The art world’s latest controversy arrived Tuesday, when two prominent scholars of Post-Impressionist artist Vincent van Gogh declared that a 65-page sketchbook passed down as a family heirloom in France was once owned by the uni-eared painter.

Amsterdam’s Van Gogh Museum, however, fired back with an open letter claiming the sketchbook was not the genuine article. Using their library of more than 500 van Gogh drawings as a reference, museum staffers wrote that the illustrations aren’t indicative of the artist’s development circa 1888 and that the brown ink used was inconsistent with his preference of black or purple ink.

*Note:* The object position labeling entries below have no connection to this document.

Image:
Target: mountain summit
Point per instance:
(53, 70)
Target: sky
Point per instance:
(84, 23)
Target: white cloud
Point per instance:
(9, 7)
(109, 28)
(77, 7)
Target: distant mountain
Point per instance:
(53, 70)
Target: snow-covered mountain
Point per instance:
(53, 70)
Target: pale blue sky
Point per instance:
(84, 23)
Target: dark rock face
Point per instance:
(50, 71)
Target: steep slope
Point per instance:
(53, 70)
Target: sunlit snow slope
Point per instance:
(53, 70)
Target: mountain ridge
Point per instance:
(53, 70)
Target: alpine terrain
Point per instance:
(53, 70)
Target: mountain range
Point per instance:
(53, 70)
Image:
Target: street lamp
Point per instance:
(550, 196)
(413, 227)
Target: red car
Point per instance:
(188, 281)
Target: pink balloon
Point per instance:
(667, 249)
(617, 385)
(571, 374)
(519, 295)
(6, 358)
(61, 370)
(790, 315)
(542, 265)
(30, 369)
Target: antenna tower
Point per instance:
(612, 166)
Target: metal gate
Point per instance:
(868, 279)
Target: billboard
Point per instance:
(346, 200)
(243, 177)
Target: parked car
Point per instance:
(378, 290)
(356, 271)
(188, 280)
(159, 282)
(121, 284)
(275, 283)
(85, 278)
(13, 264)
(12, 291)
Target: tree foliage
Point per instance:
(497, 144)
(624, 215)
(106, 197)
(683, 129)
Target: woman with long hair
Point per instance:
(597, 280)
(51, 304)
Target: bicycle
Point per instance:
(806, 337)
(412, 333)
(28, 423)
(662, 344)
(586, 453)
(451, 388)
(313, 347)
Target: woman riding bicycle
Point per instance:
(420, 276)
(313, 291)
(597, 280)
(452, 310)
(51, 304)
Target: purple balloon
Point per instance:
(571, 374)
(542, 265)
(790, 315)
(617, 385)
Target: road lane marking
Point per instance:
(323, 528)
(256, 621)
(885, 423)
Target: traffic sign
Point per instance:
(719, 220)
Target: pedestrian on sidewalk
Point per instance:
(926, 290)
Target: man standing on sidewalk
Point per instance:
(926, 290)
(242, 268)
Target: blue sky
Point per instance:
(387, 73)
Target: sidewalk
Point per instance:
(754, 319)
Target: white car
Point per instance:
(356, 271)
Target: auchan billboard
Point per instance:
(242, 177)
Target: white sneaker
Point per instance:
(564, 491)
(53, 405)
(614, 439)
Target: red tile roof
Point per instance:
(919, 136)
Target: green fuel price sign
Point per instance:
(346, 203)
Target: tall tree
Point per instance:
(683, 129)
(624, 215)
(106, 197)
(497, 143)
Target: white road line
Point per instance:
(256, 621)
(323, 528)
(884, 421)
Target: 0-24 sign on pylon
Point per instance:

It’s believed that van Gogh gifted the proprietors of a hotel in Arles, France with the sketchbook after he had been remanded to a mental institution after slicing off his ear; van Gogh had asked his doctor, Felix Rey, to pass it along to the Ginouxs, who welcomed the artist as their guest and had given him a ledger in which to draw. The museum argues that Rey had left Arles by then and had never come to visit him.

One of the scholars endorsing the work as genuine, Bogomila Welsh-Ovcharov, is a highly-respected van Gogh expert who has just issued a book titled Vincent van Gogh: The Lost Arles Sketchbook, featuring commentary and reproductions of select illustrations. Welsh-Ovcharov spent three years researching the sketches after discovering them in 2013. The book, she said, was in the Ginoux family for decades before it came into the possession of a neighbor, who was unaware of its significance. The neighbor's daughter thought little of it until a friend suggested she show it to an art historian.

Welsh-Ovcharov maintains that an entry in the hotel’s 1890 date book supports her version of events. In it, an employee of the Ginouxs wrote: “Monsieur Doctor Rey left for M. and Mme. Ginoux from the painter Van Goghe [sic] some empty olive boxes and a bundle of checked towels as well as a large book of drawings and apologizes for the delay.”